Saturday, December 15, 2007

A Contrast in Styles? Obama and Giuliani

For a moment I'm going to step out of Primary Mode and share these two contrasting pieces from the New York Times. One speaks to Obama's personality, background, and presence on the world stage. The other speaks of Giuliani's way of doing business.
On one hand we have a man whose own life story and background is unlike any other in the political field. He has an understanding of the world that is influenced by time spent in schools in Indonesia, Muslim relatives, and family in Kenya. Besides that, he has brown skin. Some might hold all this against him. But think about how differently he will be perceived by the broader world?
The question posed to Barack Obama concerned whether he was tough enough to be a world leader. His answer is yes. But listen to his definition of what it means to be tough enough:

“What I’ve always found is people who talk about how tough they are aren’t the tough ones. I’m less interested in beating my chest and rattling my saber and more in making decisions that build a safer and more secure world.”

Our current president likes to show off his Texas swagger and swing his big stick. But look at the world in which we're living. We're at war in two places. Latin America is running from us and embracing a megalomaniac. Russia is going back to Cold War status. But George and Dick sure sound tough.
Rudy Giuliani, is much closer in style to the current denizens of the White House. His style is brash and even brazen. He's kind of like the cop who shoots first and asks questions later. It was his MO as a prosecutor and then as mayor. He was known as the Crime Buster (Elliot Ness incarnate). It is a style that supposedly gets things done -- but it also tends to alienate people.

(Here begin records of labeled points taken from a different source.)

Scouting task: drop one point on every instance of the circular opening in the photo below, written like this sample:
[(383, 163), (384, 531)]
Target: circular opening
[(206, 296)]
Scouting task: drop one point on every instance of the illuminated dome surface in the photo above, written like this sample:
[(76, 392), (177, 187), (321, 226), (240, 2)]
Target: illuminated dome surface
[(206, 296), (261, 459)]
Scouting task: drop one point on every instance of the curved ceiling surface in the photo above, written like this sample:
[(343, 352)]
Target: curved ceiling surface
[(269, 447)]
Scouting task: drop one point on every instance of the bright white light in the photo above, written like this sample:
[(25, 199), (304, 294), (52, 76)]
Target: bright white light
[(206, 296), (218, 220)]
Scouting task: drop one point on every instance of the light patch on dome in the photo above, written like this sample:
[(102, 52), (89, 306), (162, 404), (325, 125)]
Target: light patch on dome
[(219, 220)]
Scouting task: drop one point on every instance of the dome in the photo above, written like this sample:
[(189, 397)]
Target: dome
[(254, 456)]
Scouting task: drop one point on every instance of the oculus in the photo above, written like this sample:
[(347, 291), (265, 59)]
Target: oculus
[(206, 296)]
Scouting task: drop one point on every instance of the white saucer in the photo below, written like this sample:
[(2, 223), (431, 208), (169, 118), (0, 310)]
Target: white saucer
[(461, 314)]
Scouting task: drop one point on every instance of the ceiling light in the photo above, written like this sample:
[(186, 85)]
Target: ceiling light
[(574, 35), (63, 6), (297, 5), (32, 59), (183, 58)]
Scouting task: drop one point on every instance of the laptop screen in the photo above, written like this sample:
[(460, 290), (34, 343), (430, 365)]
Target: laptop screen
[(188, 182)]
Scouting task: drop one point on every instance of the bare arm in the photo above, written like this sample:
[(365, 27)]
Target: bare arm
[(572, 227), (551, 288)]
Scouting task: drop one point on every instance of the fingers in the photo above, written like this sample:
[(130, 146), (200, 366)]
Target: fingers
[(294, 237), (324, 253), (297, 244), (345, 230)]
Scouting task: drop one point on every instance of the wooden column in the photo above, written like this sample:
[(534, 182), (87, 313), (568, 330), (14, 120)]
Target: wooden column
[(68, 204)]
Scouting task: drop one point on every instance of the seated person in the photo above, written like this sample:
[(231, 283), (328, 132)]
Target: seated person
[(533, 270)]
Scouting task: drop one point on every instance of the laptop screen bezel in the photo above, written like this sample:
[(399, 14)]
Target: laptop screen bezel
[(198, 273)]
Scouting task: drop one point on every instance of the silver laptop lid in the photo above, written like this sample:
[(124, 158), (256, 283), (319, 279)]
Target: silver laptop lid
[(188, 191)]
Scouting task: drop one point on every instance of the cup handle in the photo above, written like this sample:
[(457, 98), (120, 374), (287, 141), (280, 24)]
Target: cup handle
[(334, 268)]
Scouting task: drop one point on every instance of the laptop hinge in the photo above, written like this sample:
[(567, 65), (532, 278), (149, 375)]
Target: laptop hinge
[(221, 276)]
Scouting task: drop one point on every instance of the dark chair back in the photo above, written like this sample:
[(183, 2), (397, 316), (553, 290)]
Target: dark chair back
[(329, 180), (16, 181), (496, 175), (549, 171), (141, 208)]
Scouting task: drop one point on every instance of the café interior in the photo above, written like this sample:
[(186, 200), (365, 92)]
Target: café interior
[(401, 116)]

On a frosty January day in 1989, with his first mayoral race looming, Mr. Giuliani assembled his staff in the library at the United States attorney’s office and offered a goodbye salute. The once-chubby prosecutor now was almost gaunt, a thinning shock of dark hair combed across his scalp.
Look, he said, here’s what I have to say about my time here. We may have made our mistakes along the way, but I don’t think we ever made mistakes for the wrong reason.

Mr. Giuliani has held tight to that image, the jaunty chieftain and his legal warriors, many of whom have remained admirers and, in some cases advisers. But those who battled him remember most of all his near-overwhelming moral certitude.

It still troubles some.

“The public wants to see tough prosecutors, but being tough is not always best,” said Mr. McDonald, the former prosecutor who led the Organized Crime Strike Force. “If you’re always concerned with looking tough, you’re not always looking to be fair. I wonder about that balance.”

Whether or not these will be the choices we see before us come November 2008, these are contrasts in style. Personally, I'd rather choose Obama and trust his "softer" form of toughness, over Rudy's knock his lights out form.
Does one have to "look tough" to be tough? If so, then let's bring back Edward G. Robinson. He sure looked tough! Or, can there be a "velvet gloved" toughness that enages people with respect and with honor?
Hat tip to Jesus Creed for the references.

1 comment:

Drew said...

There is a toughness that we tend to associate with absolute and unwavering adherence to policy even if that policy goes against evidence that would not support it. It's the heroic image of one who does not negotiate or waver.

But we seem to have associated negotiation, flexibility, and compromise as somehow weak. This is so strange considering that our very system of government needs the latter to work.

So something or someone needs to change the image of the hero for us.